Le Syndicat national de chirurgie plastique reconstructrice et esthétique a « réussi à faire fermer 30 comptes Instagram » qui faisaient la promotion d’injectrices d’acide hyaluronique « qui n’ont pourtant aucune qualification », annonce le président du SNCPRE, Adel Louafi jeudi 30 mars sur franceinfo.
Mercredi, 200 chirurgiens esthétiques ont signé une tribune pour réclamer la fin de la vente libre de ce produit qui « permet d’augmenter le volume des lèvres ou des fesses, mais qui peut aussi être utilisé pour le traitement des rides ».
Actuellement, ce produit est en vente libre « à la fois en pharmacie ou en ligne », disponible sans ordonnance, ce que dénonce sur franceinfo le président du SNCPRE. Adel Louafi s’insurge contre « cette faille dans la règlementation » qui est selon lui « la porte ouverte à tous les trafics ». Il estime que l’acide hyaluronique doit être uniquement vendu aux médecins, seuls habilités à faire ces injections.
Selon le syndicat, du fait de cette vente libre « des professionnels, qui ne sont pas habilités à faire ces injections, comme des esthéticiennes, des coiffeuses ou des masseuses se sont empressées d’acheter ces produits et de proposer des prestations illégales à grand renfort de publicité sur les réseaux sociaux ». Le syndicat pointe en effet du doigt les influenceurs qui « font la promotion d’injectrices illégales via des partenariats ».

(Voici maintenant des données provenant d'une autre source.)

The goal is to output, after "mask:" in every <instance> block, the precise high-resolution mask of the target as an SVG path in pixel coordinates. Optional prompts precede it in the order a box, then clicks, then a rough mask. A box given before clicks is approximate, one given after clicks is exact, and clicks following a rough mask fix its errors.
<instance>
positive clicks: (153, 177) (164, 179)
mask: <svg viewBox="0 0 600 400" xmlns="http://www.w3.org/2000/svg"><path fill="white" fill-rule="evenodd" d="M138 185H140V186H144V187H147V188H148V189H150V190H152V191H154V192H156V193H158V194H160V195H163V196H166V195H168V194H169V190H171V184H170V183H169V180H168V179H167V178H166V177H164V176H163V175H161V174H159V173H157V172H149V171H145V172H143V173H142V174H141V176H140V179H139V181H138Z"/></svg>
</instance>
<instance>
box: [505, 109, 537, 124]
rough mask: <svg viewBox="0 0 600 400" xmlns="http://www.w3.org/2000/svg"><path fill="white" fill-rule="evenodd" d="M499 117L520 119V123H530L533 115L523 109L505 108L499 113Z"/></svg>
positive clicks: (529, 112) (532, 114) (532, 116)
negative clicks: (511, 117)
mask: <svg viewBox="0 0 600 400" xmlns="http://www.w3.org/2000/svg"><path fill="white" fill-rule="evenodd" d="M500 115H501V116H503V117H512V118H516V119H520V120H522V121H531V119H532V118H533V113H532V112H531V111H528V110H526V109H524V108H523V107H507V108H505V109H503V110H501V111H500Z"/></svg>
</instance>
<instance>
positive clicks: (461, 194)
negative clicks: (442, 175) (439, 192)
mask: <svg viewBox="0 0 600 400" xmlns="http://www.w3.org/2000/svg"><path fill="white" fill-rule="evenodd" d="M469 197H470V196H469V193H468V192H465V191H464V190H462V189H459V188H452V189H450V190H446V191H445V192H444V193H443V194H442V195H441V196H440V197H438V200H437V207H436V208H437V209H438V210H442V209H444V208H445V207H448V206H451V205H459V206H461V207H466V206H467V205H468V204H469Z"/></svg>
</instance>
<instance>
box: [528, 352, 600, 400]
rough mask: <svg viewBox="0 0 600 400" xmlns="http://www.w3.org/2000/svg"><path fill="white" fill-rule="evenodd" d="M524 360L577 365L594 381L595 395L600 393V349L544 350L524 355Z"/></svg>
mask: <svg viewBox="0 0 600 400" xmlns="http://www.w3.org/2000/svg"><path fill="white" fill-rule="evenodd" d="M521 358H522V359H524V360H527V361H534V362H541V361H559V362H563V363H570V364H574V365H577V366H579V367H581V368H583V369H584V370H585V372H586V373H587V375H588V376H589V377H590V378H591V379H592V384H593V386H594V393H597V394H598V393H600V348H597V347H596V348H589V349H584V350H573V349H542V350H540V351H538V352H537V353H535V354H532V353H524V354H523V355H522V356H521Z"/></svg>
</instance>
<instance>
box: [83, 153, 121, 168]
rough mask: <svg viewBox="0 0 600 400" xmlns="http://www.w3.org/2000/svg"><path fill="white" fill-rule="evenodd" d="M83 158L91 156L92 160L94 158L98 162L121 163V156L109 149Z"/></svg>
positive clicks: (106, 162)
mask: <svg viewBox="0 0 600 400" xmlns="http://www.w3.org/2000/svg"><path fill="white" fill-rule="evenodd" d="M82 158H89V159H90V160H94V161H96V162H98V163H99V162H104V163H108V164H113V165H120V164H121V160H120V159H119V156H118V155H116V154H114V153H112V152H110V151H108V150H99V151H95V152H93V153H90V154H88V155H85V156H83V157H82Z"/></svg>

Le président du SNCPRE fait part ce jeudi de son inquiétude face à « l’explosion de cas graves liés à l’injection d’acide hyaluronique depuis le confinement », d’autant que « tous ces cas faisaient suite à des injections illégales ». Adel Louafi met en avant les risques liés aux injections par des non professionnels : « Si on injecte ces produits directement dans un vaisseau ou dans une artère, ça peut entraîner des conséquences dramatiques comme des nécroses du nez, des infections, des septicémies, etc. ».